Polls opened today at 6:30 a.m. and will remain open until 7:30 p.m.
On the ballot statewide is a much-anticipated Republican primary for U.S. Senate, where leading candidate and current state House Speaker Thom Tillis is hoping to stave off a July 15 run-off election with libertarian challenger Greg Brannon and pastor-turned-politician Mark Harris, pastor of Charlotte’s First Baptist Church and a former president of the North Carolina Baptist Convention.
In Mecklenburg County, Democratic primary voters will choose from a slate of five at-large county commission candidates. Only three can advance to the general election.
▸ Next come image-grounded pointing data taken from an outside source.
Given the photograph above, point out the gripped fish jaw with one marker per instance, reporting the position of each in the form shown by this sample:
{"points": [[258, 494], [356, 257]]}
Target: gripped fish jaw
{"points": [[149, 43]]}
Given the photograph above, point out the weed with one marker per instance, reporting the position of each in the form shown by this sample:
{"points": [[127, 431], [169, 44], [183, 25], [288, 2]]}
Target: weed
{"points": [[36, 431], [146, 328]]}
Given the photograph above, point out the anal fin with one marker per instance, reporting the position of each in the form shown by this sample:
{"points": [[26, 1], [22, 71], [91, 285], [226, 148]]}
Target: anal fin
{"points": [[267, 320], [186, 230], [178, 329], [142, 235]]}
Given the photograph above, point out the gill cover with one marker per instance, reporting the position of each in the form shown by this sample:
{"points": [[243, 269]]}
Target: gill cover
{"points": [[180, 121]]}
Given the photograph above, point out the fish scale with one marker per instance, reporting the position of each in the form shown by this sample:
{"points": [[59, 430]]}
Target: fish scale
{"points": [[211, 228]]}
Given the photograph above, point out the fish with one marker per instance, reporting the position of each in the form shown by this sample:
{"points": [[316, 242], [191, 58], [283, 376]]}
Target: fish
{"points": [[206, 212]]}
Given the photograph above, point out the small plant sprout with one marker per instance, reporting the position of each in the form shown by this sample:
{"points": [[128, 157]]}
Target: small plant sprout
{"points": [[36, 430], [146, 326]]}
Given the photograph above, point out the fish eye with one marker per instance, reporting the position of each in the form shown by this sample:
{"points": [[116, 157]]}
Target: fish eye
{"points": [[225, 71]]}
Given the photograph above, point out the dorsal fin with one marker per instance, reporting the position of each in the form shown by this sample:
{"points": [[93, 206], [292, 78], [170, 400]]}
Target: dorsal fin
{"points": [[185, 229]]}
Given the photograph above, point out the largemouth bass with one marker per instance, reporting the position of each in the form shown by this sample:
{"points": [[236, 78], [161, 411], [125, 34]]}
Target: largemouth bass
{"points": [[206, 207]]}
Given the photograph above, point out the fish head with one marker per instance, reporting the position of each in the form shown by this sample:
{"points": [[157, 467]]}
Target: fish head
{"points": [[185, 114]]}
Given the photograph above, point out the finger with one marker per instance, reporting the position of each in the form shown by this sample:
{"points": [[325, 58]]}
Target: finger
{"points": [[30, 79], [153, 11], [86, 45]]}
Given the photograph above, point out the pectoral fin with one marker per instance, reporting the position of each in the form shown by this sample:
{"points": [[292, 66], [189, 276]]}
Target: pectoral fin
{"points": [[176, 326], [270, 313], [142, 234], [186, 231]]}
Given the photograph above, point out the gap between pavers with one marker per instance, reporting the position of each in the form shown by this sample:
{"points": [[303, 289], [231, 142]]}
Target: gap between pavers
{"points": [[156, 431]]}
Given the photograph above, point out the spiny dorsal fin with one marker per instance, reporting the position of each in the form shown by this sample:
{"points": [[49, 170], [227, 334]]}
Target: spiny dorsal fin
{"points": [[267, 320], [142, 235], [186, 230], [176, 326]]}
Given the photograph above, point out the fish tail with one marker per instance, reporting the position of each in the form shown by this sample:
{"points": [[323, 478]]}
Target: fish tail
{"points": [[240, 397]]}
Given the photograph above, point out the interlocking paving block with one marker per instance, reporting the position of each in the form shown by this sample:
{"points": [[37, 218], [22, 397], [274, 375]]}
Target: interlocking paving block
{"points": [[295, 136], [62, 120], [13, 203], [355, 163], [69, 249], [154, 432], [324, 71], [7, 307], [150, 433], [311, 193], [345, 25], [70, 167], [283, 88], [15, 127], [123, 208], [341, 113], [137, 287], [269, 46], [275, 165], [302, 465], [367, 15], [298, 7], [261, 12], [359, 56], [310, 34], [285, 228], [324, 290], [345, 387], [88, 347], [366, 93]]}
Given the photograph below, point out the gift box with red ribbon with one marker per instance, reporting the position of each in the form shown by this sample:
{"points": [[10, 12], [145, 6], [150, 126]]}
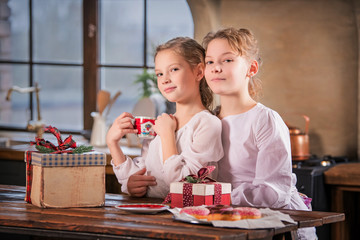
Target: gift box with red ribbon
{"points": [[197, 190], [64, 176]]}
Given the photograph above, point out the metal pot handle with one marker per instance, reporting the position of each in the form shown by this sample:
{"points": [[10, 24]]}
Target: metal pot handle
{"points": [[307, 121]]}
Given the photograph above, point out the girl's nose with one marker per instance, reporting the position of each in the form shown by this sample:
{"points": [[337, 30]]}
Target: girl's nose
{"points": [[165, 79], [217, 68]]}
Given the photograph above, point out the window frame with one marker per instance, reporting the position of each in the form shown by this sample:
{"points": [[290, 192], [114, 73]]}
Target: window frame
{"points": [[91, 65]]}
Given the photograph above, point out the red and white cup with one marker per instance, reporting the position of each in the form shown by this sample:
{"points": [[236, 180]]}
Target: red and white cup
{"points": [[144, 126]]}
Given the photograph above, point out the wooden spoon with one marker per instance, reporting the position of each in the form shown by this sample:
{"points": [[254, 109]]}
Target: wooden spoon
{"points": [[103, 98], [113, 99]]}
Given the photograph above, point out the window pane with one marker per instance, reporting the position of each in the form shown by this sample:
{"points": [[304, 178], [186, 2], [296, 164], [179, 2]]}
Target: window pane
{"points": [[61, 96], [166, 20], [57, 30], [122, 30], [14, 113], [14, 35], [123, 80]]}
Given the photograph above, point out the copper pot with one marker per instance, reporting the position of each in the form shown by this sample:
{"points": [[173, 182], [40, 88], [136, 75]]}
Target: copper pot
{"points": [[300, 141]]}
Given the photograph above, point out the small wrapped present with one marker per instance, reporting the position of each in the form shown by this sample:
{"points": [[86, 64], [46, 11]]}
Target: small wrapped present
{"points": [[197, 190], [64, 176]]}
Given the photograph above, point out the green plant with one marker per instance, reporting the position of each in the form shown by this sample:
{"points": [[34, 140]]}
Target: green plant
{"points": [[148, 82]]}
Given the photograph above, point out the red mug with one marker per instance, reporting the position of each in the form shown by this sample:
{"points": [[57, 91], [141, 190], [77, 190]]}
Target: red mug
{"points": [[144, 127]]}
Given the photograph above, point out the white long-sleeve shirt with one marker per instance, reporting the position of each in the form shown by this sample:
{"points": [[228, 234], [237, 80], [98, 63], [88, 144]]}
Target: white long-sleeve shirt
{"points": [[198, 143], [257, 160]]}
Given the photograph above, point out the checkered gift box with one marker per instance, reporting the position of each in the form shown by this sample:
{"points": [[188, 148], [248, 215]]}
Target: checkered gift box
{"points": [[66, 180]]}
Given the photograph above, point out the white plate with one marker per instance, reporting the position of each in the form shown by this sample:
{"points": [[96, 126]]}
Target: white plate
{"points": [[143, 207]]}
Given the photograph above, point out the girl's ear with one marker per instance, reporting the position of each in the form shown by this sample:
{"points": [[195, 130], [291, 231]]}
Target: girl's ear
{"points": [[200, 71], [254, 68]]}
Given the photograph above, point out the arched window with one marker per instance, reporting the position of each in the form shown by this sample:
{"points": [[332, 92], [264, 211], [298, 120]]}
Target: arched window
{"points": [[73, 48]]}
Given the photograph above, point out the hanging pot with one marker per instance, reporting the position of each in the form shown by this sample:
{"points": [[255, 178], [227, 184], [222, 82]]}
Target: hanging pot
{"points": [[300, 141]]}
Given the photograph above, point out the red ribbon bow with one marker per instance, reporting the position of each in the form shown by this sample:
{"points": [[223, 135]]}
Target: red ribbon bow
{"points": [[201, 177], [62, 145]]}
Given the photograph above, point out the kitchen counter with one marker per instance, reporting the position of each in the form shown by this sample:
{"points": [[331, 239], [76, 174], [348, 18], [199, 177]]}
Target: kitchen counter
{"points": [[12, 165], [19, 217]]}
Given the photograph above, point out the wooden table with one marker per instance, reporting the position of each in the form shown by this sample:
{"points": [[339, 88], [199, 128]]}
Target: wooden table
{"points": [[107, 222], [344, 178]]}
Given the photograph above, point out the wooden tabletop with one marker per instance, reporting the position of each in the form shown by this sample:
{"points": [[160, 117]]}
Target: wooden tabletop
{"points": [[347, 174], [107, 222]]}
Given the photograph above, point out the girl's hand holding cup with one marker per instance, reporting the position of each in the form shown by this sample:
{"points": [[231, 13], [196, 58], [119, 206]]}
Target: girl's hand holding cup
{"points": [[120, 127], [165, 123]]}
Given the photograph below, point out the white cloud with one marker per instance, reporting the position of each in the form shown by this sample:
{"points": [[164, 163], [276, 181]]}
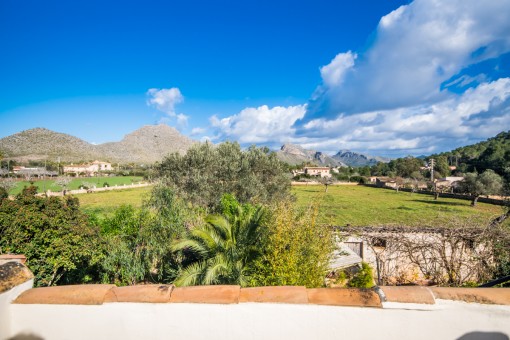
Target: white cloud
{"points": [[259, 125], [477, 114], [416, 48], [393, 99], [197, 131], [333, 74], [165, 101]]}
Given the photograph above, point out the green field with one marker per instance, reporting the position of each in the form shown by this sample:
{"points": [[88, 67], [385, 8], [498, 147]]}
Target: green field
{"points": [[101, 203], [342, 205], [49, 184], [366, 206]]}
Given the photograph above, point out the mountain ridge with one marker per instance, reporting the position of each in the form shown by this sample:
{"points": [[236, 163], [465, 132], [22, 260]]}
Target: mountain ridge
{"points": [[148, 144]]}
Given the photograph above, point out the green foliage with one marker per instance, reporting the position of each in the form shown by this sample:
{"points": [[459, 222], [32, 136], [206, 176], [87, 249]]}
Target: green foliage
{"points": [[3, 193], [296, 249], [60, 245], [206, 172], [487, 183], [138, 241], [222, 249], [364, 278], [493, 153], [358, 205], [442, 167]]}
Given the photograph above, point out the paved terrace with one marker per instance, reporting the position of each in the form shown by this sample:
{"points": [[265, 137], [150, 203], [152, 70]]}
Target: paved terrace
{"points": [[232, 312]]}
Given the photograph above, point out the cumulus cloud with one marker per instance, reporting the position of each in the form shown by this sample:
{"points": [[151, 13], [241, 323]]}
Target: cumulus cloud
{"points": [[417, 47], [165, 101], [197, 131], [397, 97], [479, 113], [259, 125]]}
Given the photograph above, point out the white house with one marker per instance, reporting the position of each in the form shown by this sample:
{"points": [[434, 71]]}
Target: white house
{"points": [[89, 169]]}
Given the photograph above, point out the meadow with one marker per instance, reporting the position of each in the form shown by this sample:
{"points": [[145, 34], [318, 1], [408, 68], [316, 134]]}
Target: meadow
{"points": [[343, 205], [49, 184], [105, 202], [366, 206]]}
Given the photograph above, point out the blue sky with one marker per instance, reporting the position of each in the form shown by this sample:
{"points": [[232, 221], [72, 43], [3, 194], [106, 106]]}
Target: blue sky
{"points": [[383, 77]]}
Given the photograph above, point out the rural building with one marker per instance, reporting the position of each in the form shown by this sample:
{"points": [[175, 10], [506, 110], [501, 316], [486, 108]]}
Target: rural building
{"points": [[318, 171], [403, 255], [160, 311], [447, 183], [32, 172], [89, 169]]}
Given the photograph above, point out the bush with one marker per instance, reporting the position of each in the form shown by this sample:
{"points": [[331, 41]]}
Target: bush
{"points": [[297, 250], [59, 243], [364, 278]]}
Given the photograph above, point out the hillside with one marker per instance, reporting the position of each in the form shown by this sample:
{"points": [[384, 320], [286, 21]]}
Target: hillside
{"points": [[294, 154], [145, 145], [357, 159]]}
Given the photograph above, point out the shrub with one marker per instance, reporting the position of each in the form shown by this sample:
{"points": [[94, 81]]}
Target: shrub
{"points": [[364, 278], [296, 251]]}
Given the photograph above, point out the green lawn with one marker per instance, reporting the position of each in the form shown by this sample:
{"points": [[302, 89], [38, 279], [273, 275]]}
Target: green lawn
{"points": [[49, 184], [342, 205], [101, 203], [366, 206]]}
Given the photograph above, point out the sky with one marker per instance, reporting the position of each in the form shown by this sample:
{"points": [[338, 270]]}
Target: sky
{"points": [[388, 78]]}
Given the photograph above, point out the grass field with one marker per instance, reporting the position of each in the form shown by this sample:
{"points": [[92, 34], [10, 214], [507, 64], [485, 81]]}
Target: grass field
{"points": [[342, 205], [365, 206], [101, 203], [49, 184]]}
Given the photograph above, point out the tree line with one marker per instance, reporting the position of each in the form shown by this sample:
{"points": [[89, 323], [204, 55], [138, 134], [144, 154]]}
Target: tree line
{"points": [[219, 215]]}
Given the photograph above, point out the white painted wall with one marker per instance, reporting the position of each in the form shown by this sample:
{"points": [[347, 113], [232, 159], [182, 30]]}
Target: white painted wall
{"points": [[5, 306], [444, 320]]}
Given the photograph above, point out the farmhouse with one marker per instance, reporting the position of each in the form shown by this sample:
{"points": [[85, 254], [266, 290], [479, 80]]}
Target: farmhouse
{"points": [[318, 171], [89, 169]]}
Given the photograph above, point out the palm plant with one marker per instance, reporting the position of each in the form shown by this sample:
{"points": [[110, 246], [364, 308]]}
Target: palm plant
{"points": [[225, 247]]}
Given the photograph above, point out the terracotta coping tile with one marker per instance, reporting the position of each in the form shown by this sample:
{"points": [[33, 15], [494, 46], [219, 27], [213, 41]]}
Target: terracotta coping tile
{"points": [[499, 296], [65, 295], [153, 293], [344, 297], [13, 274], [206, 294], [408, 294], [282, 294]]}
Also on the ballot is the the best and perhaps only chance to ensure LGBT representation in the North Carolina General Assembly. Voters in portions of East Charlotte and North Charlotte will cast their votes in the state Senate District 40 Democratic primary. Openly gay candidate Ty Turner is among a field of five candidates.
No Republican will run in the Senate District 40 general election this November.
If elected today, Turner would likely be the only openly gay member of the state legislature next term. If Turner fails to capture the primary, there will likely be, for the first time in a decade, no openly LGBT representation in the state General Assembly.
Only one other openly gay candidate is running for the state legislature. Openly gay state House District 40 candidate Derek Kiszely faces Kim Hanchette in their Democratic primary today. Republican Gary Pendleton is unopposed. The Wake County district leans Republican. Incumbent Rep. Jim Fulghum won 54 percent of the vote in 2012.
Two openly gay candidates will also vie for congressional seats today. Current state House Rep. Marcus Brandon (D-Guilford) is one of seven 12th Congressional District candidates hoping to fill former Rep. Mel Watt’s unexpired term and his full term starting next year.
Further east, Clay Aiken will face off with leading opponent Keith Crisco in their 2nd Congressional District Democratic primary. The winner will face incumbent Republican Rep. Renee Ellmers in November.